Phase 2 of TVWS trial shows promise

Phase 2 of TVWS trial shows promise


Airplay: Sector antennas that concentrate signal coverage have helped to elevate data rates for the UNH TV White Space trial.

Sector antennas, improved spectrum analysis elevate data rates significantly.

 Author: Stewart Schley

The second phase of the trial that uses TVWS spectrum to provide over-the-air Internet access from the University of New Hampshire campus to remote libraries produced significantly improved performance, with top downstream data rates nearing 10 Mbps, and upstream rates nearing 5 Mbps.

The UNH Broadband Center of Excellence connected three libraries and selected campus locations to base stations located at UNH’s Stoke Hall and Kingsbury Hall buildings. The networking trial used fallow airwaves within spectrum reserved for television broadcasting – the so-called “TV White Spaces.”

Rouzbeh Yassini, the Executive Director of UNH BCoE, said the results “demonstrate real potential for TVWS networks to make broadband connectivity available in rural and unserved areas of the country.”

UNH BCoE worked with Carlson Wireless Technologies of Arcata, Calif., in Phase 2 of a TVWS trial that took place in 2014. In Phase 1, downstream data rates languished in the sub-2 Mbps range, with occasional to frequent signal interruptions and difficulties establishing connectivity at some locations. But changes involving antennas, network configuration, modulation, software enhancements and other approaches triggered significant improvements.

Read about the original UNH BCoE TVWS trial in this report


But changes involving antennas, network configuration, modulation and other approaches have triggered significant improvements.

Kingsbury tower

For example, the updated network implementation achieved a downstream rate of 5.66 Mbps and an upstream rate of 1.67 Mbps over the link connecting the directional antenna mounted on the Kingsbury Hall rooftop (see photo) to the Barrington, N.H. Public Library roughly 8 miles away. Within the more concentrated UNH campus footprint, downstream data rates approached 10 Mbps.

Also, a separate link was successful in establishing and maintaining a symmetrical 1 Mbps signal between the Stoke Hall antenna site and the Lee, N.H. library, where connectivity previously could not be achieved.

Here are some of the modifications the UNH BCoE team implemented in conjunction with Carlson Wireless to help lift the performance: 

  • Improved signal-to-noise: The base station RF radio electronics were connected to the antenna with a short RF cable pigtail, with the radio connected to its base station inside a control room by CAT-5 cable. (In the previous iteration, all base station electronics were mounted in a single enclosure that was connected to the antenna using 100 feet of RF cable, with its inherent losses.)

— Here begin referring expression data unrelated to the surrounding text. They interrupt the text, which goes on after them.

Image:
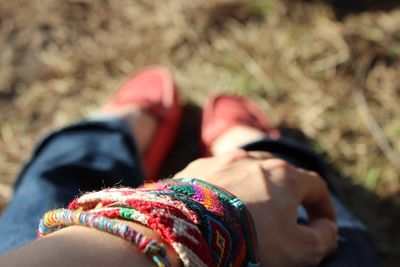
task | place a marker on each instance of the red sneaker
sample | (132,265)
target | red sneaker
(152,89)
(222,112)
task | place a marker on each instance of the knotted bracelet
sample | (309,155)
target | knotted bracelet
(204,224)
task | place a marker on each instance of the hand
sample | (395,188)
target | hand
(273,190)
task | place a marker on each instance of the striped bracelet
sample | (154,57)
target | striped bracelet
(204,224)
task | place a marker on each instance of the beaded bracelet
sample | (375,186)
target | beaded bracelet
(204,224)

  • Higher transmitting power: The use of a sector antenna with a coverage area of roughly 120 degrees provided additional gain to designated client locations and minimized interference from other areas. For example changing from an omnidirectional antenna to a sector antenna pointed from Stoke Hall to the Durham, N.H., Public Library led to a dramatic improvement in data rates, to 4.9/1.5 Mbps (downstream/upstream) from 0.81/0.15 Mbps.


  • Higher-quality receivers: The use of client antennas with improved gain characteristics over the original antennas has contributed to improved signal performance.

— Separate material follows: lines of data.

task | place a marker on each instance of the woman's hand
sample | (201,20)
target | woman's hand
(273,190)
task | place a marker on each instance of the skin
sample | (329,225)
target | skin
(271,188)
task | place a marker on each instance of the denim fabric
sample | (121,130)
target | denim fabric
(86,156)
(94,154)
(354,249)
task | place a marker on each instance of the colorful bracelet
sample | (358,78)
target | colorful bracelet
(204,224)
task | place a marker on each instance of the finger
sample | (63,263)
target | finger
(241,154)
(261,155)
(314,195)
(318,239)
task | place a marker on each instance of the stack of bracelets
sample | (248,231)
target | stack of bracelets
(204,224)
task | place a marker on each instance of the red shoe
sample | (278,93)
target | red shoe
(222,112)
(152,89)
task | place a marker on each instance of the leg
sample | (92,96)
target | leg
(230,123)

  • Network planning: The UNH BCoE team implemented more detailed review of the available spectrum characteristics in advance, coupled with ongoing signal monitoring post-installation. Additionally, proprietary tools provided by Carlson allowed signal measurement at the client sites and fine-tuning of antenna orientation.

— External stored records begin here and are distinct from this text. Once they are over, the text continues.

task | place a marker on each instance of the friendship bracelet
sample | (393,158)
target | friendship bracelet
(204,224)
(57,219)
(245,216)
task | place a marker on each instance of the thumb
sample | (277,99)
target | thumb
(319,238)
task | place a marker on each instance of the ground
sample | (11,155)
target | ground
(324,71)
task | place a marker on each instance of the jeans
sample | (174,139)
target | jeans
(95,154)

  • Advanced field tools: The use of an accurate compass application running on a smartphone provided more precise directional data for antenna orientation optimization. In addition a spectrum analyzer was used to take RF signal power measurements.

The UNH BCoE TVWS deployment used channels 22 and 23 within the television white space spectrum. Testing by UNH BCoE found strong propagation characteristics, along with low noise and ingress in these channels. (TVWS implementations rely on FCC-approved databases to indicate available channels by TV market).